Absolute value (estimate)/SE.

We have tried to correlate integrin haplotypes with bleeding tendency in a well-characterized group of families previously diagnosed as VWD type 1. These families were initially recruited according to predefined enrollment criteria applied to the 154 families enrolled by 12 hemophilia centers from 9 European countries. The aims of this European project were to determine the best clinical and molecular markers for diagnosis and management of previously diagnosed VWD type 1. Because several factors are known to interfere with VWF levels within the same VWD families and to influence their clinical behavior in terms of bleeding tendency, this pilot study on the role of adhesion receptor gene haplotypes on bleeding tendency in 14 families collected by one partner (P03, Milan) was approved by all of the other partners of this European project.

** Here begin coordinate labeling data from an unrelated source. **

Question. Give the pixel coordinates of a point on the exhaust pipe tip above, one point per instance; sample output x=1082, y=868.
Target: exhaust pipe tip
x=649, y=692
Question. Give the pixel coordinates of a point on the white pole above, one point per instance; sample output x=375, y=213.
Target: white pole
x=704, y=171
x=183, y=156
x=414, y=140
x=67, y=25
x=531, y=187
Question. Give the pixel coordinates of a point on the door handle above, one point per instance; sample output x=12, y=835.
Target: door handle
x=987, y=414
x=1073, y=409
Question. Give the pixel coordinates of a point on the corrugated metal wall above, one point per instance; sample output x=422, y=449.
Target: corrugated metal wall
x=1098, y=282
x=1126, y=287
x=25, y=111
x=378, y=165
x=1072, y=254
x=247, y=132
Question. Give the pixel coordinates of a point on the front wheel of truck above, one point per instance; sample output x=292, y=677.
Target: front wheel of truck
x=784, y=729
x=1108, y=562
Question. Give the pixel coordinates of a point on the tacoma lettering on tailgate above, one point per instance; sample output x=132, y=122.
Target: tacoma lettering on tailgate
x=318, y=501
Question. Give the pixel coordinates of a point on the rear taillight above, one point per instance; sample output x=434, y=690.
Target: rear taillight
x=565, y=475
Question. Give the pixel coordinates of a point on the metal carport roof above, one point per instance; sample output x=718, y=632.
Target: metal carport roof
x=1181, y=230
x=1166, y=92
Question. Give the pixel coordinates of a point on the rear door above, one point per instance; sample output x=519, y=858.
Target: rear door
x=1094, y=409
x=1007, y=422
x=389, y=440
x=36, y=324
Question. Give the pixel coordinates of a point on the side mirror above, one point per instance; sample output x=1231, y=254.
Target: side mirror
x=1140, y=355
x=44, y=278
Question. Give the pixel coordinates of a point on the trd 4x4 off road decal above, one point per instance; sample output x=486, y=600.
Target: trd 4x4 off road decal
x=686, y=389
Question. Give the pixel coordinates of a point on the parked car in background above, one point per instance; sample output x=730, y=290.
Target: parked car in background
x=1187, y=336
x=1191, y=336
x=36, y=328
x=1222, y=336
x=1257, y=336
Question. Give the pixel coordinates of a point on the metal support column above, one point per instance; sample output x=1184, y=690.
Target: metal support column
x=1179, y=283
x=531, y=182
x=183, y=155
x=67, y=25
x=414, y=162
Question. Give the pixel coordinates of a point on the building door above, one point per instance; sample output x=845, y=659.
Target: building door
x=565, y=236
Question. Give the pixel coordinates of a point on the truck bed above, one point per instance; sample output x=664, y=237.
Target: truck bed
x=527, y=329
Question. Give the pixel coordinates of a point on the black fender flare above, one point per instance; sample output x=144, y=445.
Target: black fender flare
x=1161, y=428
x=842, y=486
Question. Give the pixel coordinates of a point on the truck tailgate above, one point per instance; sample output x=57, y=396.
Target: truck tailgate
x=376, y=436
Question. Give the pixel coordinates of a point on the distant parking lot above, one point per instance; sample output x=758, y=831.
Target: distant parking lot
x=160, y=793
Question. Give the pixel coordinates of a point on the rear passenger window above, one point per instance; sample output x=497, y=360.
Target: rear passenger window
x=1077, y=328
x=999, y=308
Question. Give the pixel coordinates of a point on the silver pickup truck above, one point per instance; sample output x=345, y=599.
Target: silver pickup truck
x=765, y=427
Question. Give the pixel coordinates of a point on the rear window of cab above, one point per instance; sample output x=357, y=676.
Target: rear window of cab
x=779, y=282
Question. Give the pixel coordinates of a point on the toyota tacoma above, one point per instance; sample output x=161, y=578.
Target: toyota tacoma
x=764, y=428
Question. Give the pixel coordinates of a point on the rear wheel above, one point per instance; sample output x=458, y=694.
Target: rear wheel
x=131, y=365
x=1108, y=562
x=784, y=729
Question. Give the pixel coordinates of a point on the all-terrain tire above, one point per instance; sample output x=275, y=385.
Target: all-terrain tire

All 14 families with previously diagnosed VWD type 1 satisfied the criteria of enrollment, but several affected individuals showed an apparent reduction of VWF:RCo versus VWF:Ag (F01, F03, F04, F05, F13, F14), whereas others (F06 and F07) were characterized by very low VWF measurements. This is not surprising because the diagnosis of VWD has been improved in the last 10 years. Updated criteria for the classification of VWD type 1 have not yet been approved by the SSC of the ISTH. A panel of experts of this committee is now working on a proposal for an updated classification of VWD type 1 versus 2.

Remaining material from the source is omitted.